A high-performance, scalable vector database with advanced indexing algorithms, metadata filtering, persistence, clustering, and comprehensive Python SDK.

Features

Core Database Features

  • Multiple Index Types: Linear, KD-Tree, and LSH for different use cases
  • Similarity Metrics: Cosine, Euclidean, and Dot Product
  • Advanced Metadata Filtering: Complex queries with 17 operators, date ranges, regex, nested fields
  • Async Performance: Full async/await support with efficient I/O
  • Concurrency Control: Thread-safe operations for concurrent requests

API & SDK

  • RESTful API: Comprehensive FastAPI-based REST interface
  • Python SDK: Both async and sync clients with retry logic
  • Type Safety: Full Pydantic validation and static typing
  • Batch Operations: Efficient bulk inserts and searches

Production Ready

  • Docker Support: Multi-stage builds with health checks
  • File Persistence: Automatic JSON-based storage with volume mounting
  • Error Handling: Comprehensive exception handling and validation
  • Monitoring: Health checks, system status, and performance metrics

Quick Start

Using Docker (Recommended)

# Clone the repository
git clone https://github.com/jairajc/vector_db_project.git
cd vector_db_project

# Start with Docker Compose
docker-compose up --build

# API will be available at http://localhost:8000

Manual Installation

# Install dependencies
pip install -r requirements.txt
cp .env_example .env

# Start the server
uvicorn app.main:app --host 0.0.0.0 --port 8000 --reload

Using the Python SDK

# Install the SDK
cd python_sdk
pip install -e .

Usage Examples

Basic Operations

from vectordb_client import VectorDBClient

# Initialize client
client = VectorDBClient("http://localhost:8000")

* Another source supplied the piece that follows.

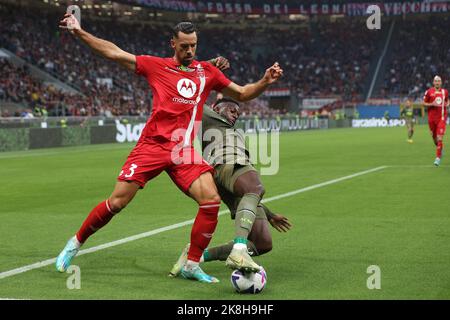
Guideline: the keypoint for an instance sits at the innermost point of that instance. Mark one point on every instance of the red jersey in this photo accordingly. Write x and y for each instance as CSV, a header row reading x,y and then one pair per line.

# Create a library with LSH indexing
library = client.create_library_simple(
    name="My Documents",
    description="Document embeddings",
    index_type="lsh",
    similarity_metric="cosine"
)

# Add text chunks with proper metadata structure
chunk = client.add_text_chunk(
    library_id=library.id,
    text="Artificial intelligence is transforming the world",
    metadata={
        "source": "AI Research",
        "page_number": 1,
        "section": "Introduction",
        "custom_fields": {
            "category": "technology",
            "difficulty": "intermediate",
            "tags": ["AI", "technology", "transformation"]
        }
    }
)

# Search with metadata filtering
results = client.search_text(
    library_id=library.id,
    query="machine learning applications",
    limit=10,
    min_similarity=0.1  # Use realistic similarity thresholds
)

for result in results:
    print(f"Text: {result['text'][:100]}...")
    print(f"Similarity: {result['similarity']:.3f}")
    print(f"Source: {result['metadata'].get('source', 'Unknown')}")
    print("---")

Advanced Metadata Filtering (17 Operators)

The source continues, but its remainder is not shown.